For best automated software testing tools to be established, the research methods used include: identifying the automated system tools that should be evaluated, then develop the metric guide for evaluating these tools, choosing the application target that should be tested, doing a feature evaluation and analysis of all system tools, testing the application target using the selected too and gathering and interpreting the results.

Automated software testing tools selected

RFT, Ranorex, and Janova were selected in the comparison for standalone based application testing. Other test tools that were selected include SilkTest, Panorama, and Quicktest however due to the complexity of their setup together with initialization, and because of their cumbersome installation instructions, they were left out.

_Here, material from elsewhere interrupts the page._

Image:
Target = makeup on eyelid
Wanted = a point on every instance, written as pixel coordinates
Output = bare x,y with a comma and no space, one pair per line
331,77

RFT was chosen because is among the most widely used tool (Antoniol, Di Penta and Harman, 2011). The use of automatic testing tools was essential in going through end user steps in the application as well as comparing the features between the tools. Janova was selected due to the fact that it was needless to download the software or even buy any tools (Qu, Cohen and Rothermel 2008). It is a cloud based software testing tool and thus it needed internet connection. The tests were created and queued into the tool. Ranorex was chose because is widely used with web based applications (Saxena et al., 2009).

Evaluation Metrics

Metrics are mainly important due to the fact they have the ability to compare various tools to select relevant and appropriate software testing tools to be use on the basis of the testing needs at any specific time (Antoniol, Di Penta and Harman, 2011). The tools were compared based features, debugging help, and automated progress, testing process support, usability and requirements. The tables below describe how the aforementioned comparison criteria were used (Qu, Cohen and Rothermel 2008).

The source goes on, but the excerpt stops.